A reação do jovem poeta não é parecida com a nossa na primeira ou segunda leitura? Podemos não entender nem uma pequena parte de todas as alusões de que o poema está repleto, mas há uma impressão que fica, que marca nossa sensibilidade. Um poema, um bom poema, não é escrito para ser entendido, mas para que vivamos uma experiência. A experiência de leitura pode ter vários níveis diferentes. Em um primeiro nível, nada é necessário para ler um poema além de conhecer o idioma em que está escrito, ou traduzido.
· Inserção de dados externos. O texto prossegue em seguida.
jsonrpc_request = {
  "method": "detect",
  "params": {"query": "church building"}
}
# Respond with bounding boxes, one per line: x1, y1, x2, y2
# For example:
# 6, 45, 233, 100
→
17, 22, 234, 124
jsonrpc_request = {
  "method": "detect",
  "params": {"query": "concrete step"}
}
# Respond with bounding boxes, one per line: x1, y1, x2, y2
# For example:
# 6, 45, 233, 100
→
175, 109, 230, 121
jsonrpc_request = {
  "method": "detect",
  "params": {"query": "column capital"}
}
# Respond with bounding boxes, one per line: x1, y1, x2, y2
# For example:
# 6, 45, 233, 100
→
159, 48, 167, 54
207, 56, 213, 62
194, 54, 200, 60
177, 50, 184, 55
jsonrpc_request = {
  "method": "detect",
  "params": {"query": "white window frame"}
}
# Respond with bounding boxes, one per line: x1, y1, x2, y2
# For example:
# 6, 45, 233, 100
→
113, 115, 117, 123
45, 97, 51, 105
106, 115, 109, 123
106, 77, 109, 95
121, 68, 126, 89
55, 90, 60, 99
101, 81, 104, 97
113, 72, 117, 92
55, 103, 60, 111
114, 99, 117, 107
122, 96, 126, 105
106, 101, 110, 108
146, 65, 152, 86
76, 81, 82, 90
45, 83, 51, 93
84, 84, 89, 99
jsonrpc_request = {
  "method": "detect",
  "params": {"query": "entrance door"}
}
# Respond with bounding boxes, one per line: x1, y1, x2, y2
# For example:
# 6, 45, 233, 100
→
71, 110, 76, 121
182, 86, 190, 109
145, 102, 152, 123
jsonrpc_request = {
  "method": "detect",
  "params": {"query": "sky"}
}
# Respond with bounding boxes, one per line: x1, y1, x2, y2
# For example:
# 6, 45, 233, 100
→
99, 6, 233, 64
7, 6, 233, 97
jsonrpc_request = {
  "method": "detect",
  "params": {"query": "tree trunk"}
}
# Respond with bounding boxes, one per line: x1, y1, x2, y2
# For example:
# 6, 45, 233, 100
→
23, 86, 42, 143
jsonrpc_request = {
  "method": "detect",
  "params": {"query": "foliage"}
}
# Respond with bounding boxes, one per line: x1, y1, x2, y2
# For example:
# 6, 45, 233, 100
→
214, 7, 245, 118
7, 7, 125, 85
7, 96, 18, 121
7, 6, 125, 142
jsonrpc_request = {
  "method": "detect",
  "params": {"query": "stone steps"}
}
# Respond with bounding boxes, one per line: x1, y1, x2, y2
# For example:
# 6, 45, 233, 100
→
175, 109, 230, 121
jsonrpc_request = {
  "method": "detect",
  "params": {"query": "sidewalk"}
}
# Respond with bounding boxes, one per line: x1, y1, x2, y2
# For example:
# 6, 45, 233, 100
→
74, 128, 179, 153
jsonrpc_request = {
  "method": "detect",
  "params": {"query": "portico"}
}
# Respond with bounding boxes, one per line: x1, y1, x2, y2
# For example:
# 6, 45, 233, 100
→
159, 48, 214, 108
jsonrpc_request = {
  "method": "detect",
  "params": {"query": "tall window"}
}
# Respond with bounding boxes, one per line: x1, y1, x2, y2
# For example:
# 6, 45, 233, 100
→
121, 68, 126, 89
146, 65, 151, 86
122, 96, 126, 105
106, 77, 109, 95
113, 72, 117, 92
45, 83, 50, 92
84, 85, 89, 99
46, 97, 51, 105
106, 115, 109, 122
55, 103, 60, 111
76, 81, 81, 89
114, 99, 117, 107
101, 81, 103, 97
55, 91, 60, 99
Agora, se você gostou da experiência e quer se aprofundar um pouco mais no poema, por onde começar, com tantas referências? Ler todas as notas ou comprar uma edição anotada? A minha sugestão é começar com um kit básico que fale a respeito da vida do autor, entender um pouco da simbologia em torno do Graal, conhecer o Evangelho e alguns elementos do pensamento oriental: saber do que se trata o Sermão do Fogo e a fábula sobre o que falou o trovão no Upanishad. Como bônus, eu não deixaria de prestar atenção àquilo que o próprio Eliot comentou sobre o poema. Apesar de concordar com um amigo que diz que muitas vezes o autor é velhaco e suas respostas em entrevistas nem sempre são sérias.

Vamos começar pela mini-biografia. Dentre os críticos literários há aqueles que defendem que a obra tem autonomia absoluta sobre a vida do autor, outros dizem que a vida, a psicologia, a origem social e racial explicam a obra. Eu, como um simples leitor, prefiro olhar os extremos com desconfiança e me interesso sim por alguns pontos da biografia do autor, na medida em que possam trazer alguma luz à obra. No caso de Eliot, em relação à The Waste Land, são quatro pontos que me chamam a atenção: a identidade, a formação, o primeiro casamento e a conversão.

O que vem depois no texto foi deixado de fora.